C'est un petit garçon. Un petit garçon que je juge touchant.
Il est assis tous les jours à la même place dans le bus, il passe inaperçu.
Toujours en face de moi, on le croirait destiné à être au milieu du brouhaha.
Entre coups d'oeil lubriques et conversations futiles, il ne bouge pas d'un cil.
Il est assis près de la fenêtre seul. Et il sourit...sans arrêt.
C'est tellement inédit de sourire à la vie.. tellement rare qu'on pourrait prendre cela pour de la niaiserie
ou une incessante hypocrisie.
"Comment peut on sourire lorsque le monde va mal ?" demanderont les âmes mesquines.
Il a les cheveux bruns et les yeux noisette semble être bienveillant et avoir le coeur en fête;
Sa candeur sa pudeur et sa jeunesse me bouleversent.
Il a une façon d'observer particulièrement singulière : Il appuie ses bras sur ses cuisses,
est légèrement penché en avant, son dos n'étant pas appuyé au dossier du fauteuil,
dépose délicatement ses doigts juvéniles sur sa joue enfantine et regarde.
Comme si c'était la première fois il regarde.
Et pourtant jour après jour, il prend le même bus entourés des mêmes âmes creuses et des mêmes filles frivoles.
Il semble même observer avec compassion sans pour autant tomber dans la condescendance.
Ce sourire, son sourire...Il n'ouvre pas la bouche, seules ses lèvres fines et roses bougent.
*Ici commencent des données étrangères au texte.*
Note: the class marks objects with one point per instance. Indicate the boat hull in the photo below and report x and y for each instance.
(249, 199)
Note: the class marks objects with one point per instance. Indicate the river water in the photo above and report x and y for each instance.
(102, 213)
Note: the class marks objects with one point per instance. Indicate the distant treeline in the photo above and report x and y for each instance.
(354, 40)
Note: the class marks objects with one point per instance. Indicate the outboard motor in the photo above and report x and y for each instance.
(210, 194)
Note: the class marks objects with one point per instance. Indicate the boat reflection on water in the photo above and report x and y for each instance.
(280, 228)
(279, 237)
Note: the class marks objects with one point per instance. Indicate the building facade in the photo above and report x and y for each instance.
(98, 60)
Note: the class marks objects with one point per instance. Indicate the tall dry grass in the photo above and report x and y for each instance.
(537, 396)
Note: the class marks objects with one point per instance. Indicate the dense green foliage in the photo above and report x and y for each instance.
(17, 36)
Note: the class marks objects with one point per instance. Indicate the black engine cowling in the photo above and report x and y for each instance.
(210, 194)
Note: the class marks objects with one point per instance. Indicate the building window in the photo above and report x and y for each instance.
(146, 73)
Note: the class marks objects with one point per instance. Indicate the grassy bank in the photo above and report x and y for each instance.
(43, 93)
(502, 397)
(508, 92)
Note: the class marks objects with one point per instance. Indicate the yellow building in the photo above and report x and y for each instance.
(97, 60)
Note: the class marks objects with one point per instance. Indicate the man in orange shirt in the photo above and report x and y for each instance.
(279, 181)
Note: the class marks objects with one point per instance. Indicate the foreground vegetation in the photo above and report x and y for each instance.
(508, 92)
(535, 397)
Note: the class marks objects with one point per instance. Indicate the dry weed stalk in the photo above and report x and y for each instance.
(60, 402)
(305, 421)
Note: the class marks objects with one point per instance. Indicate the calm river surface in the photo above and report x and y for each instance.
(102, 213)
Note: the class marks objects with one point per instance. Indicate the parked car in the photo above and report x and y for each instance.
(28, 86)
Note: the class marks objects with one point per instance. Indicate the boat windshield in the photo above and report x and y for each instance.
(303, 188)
Ses dents n'ont pas besoin d'être visibles pour dire de lui qu'il a " un joli sourire".
Il a peut- être onze ou douze ans, âges où les garçons se sentent sûrs d'eux et indépendants ,
parfois méprisants auréolants de fierté et d'immaturité, lui n'émane que la tendresse d'un garçon aimé d'un enfant.
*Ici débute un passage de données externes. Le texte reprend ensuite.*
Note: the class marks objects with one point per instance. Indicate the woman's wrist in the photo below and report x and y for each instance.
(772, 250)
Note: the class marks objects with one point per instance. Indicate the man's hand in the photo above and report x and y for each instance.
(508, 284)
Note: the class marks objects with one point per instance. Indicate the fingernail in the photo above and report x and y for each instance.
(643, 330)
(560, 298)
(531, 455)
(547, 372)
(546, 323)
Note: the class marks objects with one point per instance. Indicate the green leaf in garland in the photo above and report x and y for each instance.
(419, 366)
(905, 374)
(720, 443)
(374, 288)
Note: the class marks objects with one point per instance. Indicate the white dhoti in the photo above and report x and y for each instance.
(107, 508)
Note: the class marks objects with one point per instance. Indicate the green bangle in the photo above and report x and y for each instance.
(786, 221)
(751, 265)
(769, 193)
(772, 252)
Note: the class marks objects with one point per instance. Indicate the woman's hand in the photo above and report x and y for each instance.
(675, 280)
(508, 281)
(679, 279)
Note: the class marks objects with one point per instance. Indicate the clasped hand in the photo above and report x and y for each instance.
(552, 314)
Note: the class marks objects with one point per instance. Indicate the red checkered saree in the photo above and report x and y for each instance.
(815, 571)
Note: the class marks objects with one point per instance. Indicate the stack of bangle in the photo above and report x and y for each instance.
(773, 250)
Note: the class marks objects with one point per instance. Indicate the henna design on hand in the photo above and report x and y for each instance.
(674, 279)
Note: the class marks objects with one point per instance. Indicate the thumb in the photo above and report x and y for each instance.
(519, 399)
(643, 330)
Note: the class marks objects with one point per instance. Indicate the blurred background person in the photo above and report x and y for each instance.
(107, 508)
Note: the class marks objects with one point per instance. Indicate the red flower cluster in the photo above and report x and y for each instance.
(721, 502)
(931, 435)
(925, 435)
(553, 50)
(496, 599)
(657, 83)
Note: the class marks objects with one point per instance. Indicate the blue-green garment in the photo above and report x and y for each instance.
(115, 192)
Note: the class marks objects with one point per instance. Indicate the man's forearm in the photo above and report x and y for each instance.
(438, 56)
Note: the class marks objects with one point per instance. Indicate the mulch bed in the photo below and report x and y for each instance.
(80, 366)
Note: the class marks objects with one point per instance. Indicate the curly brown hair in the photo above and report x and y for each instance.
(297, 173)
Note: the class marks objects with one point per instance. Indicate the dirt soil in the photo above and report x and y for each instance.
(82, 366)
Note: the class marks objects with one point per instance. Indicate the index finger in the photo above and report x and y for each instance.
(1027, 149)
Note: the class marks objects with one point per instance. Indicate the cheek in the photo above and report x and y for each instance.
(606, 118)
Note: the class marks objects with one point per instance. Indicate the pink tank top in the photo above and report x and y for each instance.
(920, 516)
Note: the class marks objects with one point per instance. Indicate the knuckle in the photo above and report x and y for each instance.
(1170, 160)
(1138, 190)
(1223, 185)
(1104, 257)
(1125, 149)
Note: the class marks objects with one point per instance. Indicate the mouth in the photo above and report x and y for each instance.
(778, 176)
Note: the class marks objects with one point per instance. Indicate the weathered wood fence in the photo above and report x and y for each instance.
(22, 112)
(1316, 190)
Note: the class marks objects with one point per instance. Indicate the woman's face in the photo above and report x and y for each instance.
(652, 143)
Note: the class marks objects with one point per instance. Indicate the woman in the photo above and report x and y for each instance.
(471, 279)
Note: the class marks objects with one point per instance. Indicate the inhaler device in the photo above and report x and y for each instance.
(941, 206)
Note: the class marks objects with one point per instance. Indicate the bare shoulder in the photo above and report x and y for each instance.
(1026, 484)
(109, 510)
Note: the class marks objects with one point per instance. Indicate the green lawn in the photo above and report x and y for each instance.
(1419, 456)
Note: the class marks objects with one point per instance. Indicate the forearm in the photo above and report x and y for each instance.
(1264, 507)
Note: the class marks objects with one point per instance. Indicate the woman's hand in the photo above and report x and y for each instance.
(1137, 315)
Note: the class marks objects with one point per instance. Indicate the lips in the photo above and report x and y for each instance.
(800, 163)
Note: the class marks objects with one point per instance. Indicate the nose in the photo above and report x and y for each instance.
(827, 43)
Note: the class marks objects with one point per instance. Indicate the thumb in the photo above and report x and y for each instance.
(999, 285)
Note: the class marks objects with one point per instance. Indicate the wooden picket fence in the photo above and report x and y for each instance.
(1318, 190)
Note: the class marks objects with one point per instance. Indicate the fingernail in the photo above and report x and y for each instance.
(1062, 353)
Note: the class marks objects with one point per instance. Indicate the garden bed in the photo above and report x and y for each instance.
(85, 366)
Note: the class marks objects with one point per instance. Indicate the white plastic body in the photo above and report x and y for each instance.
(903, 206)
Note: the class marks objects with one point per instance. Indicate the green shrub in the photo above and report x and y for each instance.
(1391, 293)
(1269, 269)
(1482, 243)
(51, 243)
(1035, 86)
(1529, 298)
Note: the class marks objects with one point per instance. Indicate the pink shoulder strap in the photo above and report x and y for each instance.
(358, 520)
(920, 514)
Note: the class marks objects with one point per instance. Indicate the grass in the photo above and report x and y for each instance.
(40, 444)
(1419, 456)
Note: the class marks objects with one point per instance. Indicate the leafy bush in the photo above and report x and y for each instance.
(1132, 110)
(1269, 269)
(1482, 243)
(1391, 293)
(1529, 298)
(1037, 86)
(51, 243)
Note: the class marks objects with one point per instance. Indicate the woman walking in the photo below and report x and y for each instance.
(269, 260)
On croirait qu'il fut élevé dans la sérénité ambiante, bercés par des géniteurs emplis de douceur
. Il a l'air sans arrêt heureux, posé et affectueux.
A l'heure où les pathétiques petits mâles se sentent hypothétiquement virils, lui n'a que son sourire;
Son regard se veut inconsciemment je pense, séducteur mais l'innocence et la douceur effacent toute forme de sensualité ou d'érotisme.
mon amie, le voyant parfois me sourire, me pousse avec son coude en me disant " tu as vu comme il te regarde",
je lui réponds " il regarde tout le monde comme cela". Elle ne comprend pas. Elle ne peut pas comprendre, il n'y a que lui et moi qui le pouvons.
Lui seul comprend que j'aime sa douceur, sa fragilité apparente, son mutisme aimable et tout sauf pesant.
C'est un petit garçon. Un petit garçon qui me sourie...de temps en temps.